We dismiss the appeal on grounds that the issue is now moot, even though we otherwise have jurisdiction.
BACKGROUND FACTS
Pride is a Greek corporation which owns the M/V Oinoussian Pride. It chartered that to Tafu. Tafu is a Hong Kong corporation. It claims that it has operated through TAT USA, Inc. in Everett, Washington since 1983. Tafu is in the business of exporting wood products and lumber from the United States to countries in East Asia. It negotiates charters for vessels, while TAT USA, Inc. negotiates the purchase and sale of cargo.
While the M/V Oinoussian Pride was under charter to Tafu, it encountered Typhoon Agnes and sustained damage. It was repaired, whereupon Pride demanded that Tafu post a $1,000,000 bond to cover the damage to the vessel. Tafu refused and, pursuant to the provisions of the charter, demanded arbitration in London, England. For its part, Pride filed an action in the English High Court of Justice. Arbitration was instituted in London. Pride also filed an action in the Southern District of Alabama and seized the bunkers of another vessel.
Not being content with these actions, Pride learned that Tafu owned bunkers on the M/V Nova Eagle which was at the Port of Olympia, Washington. That is within the territory covered by the United States District Court for the Western District of Washington. Purporting to have exercised due diligence, Pride claimed it could not locate Tafu within that district. It thereupon applied for and obtained a writ of attachment of those bunkers pursuant to Federal Rule of Civil Procedure Supplemental Rules for Certain Admiralty and Maritime Claims B(l) (“Rule B(l)”).
The attachment was levied on October 6, 1988, and on October 7, 1988 Tafu moved to vacate that attachment. The district court heard the motion that day, and ordered the vacation. In so doing, the district court found that even if Pride had exercised due diligence (a fact to which Tafu stipulated for the purposes of that hearing only), since Tafu was either located within the district or could be served once counsel and a Tafu representative had agreed to accept service of process, the attachment should be dissolved.
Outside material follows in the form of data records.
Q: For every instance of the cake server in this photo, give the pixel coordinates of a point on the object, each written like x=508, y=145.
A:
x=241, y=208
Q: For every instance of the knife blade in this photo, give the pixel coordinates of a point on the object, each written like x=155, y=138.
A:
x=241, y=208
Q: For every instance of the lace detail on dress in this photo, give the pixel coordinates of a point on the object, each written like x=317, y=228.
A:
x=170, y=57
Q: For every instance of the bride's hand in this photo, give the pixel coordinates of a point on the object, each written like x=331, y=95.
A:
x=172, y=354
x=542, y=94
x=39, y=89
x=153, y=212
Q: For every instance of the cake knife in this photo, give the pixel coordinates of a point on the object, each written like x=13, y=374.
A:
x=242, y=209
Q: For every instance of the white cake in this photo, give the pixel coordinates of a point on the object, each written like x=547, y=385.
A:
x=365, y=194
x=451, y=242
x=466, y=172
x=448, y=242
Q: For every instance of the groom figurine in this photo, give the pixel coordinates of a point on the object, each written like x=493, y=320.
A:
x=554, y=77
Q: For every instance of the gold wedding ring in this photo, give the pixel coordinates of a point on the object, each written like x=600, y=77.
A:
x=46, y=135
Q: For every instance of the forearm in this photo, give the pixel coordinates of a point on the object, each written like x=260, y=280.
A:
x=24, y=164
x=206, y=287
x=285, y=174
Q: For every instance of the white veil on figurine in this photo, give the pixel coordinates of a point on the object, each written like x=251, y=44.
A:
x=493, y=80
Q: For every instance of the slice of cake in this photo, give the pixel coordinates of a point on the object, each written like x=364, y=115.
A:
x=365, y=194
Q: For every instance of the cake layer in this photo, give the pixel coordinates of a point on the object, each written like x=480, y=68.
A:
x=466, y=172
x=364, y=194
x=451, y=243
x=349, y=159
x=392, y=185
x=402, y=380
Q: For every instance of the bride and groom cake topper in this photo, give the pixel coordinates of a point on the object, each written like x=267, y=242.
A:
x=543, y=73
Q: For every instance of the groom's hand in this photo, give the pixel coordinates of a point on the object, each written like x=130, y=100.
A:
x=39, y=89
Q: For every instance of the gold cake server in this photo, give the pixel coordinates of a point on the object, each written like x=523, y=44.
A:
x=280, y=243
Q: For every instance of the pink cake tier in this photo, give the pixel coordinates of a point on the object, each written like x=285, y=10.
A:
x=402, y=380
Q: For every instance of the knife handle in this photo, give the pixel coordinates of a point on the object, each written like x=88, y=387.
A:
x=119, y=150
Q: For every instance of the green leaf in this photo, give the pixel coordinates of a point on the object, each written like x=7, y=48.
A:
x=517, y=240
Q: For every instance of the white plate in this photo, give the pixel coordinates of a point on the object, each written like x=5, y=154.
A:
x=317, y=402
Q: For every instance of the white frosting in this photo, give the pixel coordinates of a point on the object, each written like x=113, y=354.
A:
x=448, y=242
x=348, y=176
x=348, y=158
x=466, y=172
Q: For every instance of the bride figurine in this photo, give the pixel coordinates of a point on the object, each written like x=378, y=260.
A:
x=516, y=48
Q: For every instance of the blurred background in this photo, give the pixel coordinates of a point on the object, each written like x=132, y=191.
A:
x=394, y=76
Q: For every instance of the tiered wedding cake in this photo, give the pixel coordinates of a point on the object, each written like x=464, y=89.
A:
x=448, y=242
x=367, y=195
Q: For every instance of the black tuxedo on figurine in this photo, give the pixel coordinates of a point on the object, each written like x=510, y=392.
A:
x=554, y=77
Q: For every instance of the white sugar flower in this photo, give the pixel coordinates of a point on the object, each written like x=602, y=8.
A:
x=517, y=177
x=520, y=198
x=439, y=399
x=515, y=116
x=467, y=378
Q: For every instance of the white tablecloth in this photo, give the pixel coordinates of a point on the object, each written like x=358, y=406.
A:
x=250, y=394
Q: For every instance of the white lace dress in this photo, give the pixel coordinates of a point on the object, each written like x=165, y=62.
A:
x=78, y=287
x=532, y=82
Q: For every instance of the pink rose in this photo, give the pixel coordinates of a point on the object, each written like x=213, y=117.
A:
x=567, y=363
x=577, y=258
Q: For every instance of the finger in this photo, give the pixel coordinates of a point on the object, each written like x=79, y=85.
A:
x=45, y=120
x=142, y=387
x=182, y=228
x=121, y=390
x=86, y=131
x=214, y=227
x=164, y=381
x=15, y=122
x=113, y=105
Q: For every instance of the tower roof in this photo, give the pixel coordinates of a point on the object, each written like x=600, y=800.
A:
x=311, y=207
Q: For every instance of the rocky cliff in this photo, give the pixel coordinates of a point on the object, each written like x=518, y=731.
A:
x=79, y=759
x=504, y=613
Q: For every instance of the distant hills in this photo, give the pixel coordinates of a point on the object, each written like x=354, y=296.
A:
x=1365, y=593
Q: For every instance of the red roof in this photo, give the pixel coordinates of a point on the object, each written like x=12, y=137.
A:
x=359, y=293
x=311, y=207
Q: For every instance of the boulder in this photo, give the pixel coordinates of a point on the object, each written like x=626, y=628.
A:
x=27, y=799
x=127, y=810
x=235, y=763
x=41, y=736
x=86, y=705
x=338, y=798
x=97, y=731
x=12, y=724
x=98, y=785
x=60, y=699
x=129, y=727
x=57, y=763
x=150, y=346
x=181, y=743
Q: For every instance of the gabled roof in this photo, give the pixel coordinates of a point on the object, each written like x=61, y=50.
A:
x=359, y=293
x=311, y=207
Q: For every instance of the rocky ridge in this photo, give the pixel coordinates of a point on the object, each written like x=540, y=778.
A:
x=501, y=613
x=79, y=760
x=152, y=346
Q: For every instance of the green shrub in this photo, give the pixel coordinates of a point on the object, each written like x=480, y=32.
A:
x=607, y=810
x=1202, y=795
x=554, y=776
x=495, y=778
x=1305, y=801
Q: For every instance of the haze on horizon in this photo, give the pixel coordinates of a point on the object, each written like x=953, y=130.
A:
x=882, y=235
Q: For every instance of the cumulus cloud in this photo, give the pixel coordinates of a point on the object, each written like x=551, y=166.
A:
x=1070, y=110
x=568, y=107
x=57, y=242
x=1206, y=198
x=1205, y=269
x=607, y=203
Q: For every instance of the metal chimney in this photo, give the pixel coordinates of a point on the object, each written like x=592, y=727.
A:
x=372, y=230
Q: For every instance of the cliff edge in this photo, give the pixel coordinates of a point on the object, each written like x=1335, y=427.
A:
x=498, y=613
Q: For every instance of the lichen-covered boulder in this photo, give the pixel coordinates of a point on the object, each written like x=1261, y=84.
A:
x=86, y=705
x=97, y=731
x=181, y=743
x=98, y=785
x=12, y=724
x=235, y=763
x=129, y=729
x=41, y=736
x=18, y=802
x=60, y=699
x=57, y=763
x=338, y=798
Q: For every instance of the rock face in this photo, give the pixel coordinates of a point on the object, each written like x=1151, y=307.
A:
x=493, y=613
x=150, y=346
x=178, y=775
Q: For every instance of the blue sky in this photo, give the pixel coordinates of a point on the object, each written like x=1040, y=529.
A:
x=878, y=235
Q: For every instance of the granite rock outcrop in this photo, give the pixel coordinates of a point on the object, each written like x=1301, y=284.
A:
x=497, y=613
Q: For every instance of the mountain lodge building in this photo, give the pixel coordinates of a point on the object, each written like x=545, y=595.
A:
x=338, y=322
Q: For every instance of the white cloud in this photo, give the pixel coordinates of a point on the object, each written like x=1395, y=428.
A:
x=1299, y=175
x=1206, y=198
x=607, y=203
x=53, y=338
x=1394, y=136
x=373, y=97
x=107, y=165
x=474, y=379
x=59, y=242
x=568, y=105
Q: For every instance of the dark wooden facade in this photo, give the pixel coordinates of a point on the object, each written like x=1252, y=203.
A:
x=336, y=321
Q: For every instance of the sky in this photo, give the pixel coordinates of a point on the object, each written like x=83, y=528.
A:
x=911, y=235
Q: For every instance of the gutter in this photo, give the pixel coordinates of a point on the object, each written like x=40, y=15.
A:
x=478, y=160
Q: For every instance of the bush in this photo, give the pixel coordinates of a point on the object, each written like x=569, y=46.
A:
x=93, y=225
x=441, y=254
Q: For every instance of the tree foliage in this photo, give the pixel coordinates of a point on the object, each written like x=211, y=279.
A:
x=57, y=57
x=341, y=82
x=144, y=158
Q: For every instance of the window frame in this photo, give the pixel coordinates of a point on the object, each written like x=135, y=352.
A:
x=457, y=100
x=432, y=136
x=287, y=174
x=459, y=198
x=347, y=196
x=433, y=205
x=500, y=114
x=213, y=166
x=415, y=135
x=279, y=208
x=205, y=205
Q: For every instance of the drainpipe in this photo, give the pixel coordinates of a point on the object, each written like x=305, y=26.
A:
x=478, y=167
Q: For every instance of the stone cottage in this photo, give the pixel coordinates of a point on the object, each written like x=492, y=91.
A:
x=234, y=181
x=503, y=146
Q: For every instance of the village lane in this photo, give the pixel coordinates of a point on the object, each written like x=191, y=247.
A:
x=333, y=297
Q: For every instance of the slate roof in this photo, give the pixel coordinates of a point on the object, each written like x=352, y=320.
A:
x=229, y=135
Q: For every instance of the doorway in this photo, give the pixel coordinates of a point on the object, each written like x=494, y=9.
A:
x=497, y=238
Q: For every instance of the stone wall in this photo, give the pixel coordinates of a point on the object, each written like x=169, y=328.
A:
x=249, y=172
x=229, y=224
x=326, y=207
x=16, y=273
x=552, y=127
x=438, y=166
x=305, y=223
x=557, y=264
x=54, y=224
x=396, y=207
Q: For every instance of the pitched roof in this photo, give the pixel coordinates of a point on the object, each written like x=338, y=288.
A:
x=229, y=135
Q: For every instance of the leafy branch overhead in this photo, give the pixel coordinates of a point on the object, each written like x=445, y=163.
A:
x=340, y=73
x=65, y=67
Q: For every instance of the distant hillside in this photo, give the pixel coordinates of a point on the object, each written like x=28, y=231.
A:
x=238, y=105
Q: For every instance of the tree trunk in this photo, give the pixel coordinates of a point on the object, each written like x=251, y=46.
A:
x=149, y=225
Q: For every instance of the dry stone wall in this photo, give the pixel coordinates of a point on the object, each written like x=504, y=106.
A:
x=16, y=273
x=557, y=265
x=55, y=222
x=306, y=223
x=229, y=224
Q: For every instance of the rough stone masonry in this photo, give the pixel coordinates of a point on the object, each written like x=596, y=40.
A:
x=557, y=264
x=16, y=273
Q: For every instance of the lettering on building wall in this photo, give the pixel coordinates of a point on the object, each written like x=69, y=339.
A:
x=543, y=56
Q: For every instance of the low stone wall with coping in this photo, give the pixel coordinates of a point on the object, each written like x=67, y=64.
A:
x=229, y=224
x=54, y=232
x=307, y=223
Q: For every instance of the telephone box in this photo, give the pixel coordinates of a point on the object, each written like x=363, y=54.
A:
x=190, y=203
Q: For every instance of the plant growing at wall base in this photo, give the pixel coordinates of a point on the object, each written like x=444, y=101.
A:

Pride then asked if the district court would certify the issue for appeal, and the district court said, among other things, that it would not. The court said, “There are some specific requirements to get a stay that have to be met. I can’t recite them off the top of my head, but they are in the Rules.” The court then declared that its order was effective forthwith.
The M/V Nova Eagle departed two days later, along with its bunkers, which have been used up by now. On October 14, 1988, Pride finally got around to asking for an order granting a stay. That was denied. The court noted that Pride did not even request the setting of a supersedeas bond at that time. In the meantime, Tafu had accepted personal service and had entered its general appearance in the action. That was on October 11, 1988. This appeal was noticed on October 14, 1988.
Tafu claims that Pride has attempted to appeal from a unappealable order, and that this court, therefore, does not have jurisdiction. It also claims that the attachment issue is now moot.
STANDARD OF REVIEW AND CONSIDERATION OF JURISDICTIONAL AND MOOTNESS ISSUES
We review findings of fact made by the district court for clear error.
United
*1406
States v. McConney,
We review questions of law de novo.
United States v. McConney,
Questions of our own jurisdiction on appeal are issues on which we exercise our own independent judgment.
See Stevedoring Servs. of Am. v. Ancora Transport., N.V.,
APPELLATE JURISDICTION 1
In general, we do not have jurisdiction to consider a decision of the district court when no final judgment has been entered and the district court has refused to certify the issue to us. See 28 U.S.C. § 1291 and 28 U.S.C. § 1292(b). See also Fed.R.Civ.P. 54(b). This salutary rule fosters the principle that piecemeal appeals are inappropriate, since they can add delay and expense to proceedings, while calling upon appeals courts to decide issues that ultimately need not have been decided at all. See generally 15 C. Wright, A. Miller & E. Cooper, Federal Practice and Procedure §§ 3905-3919 (1976).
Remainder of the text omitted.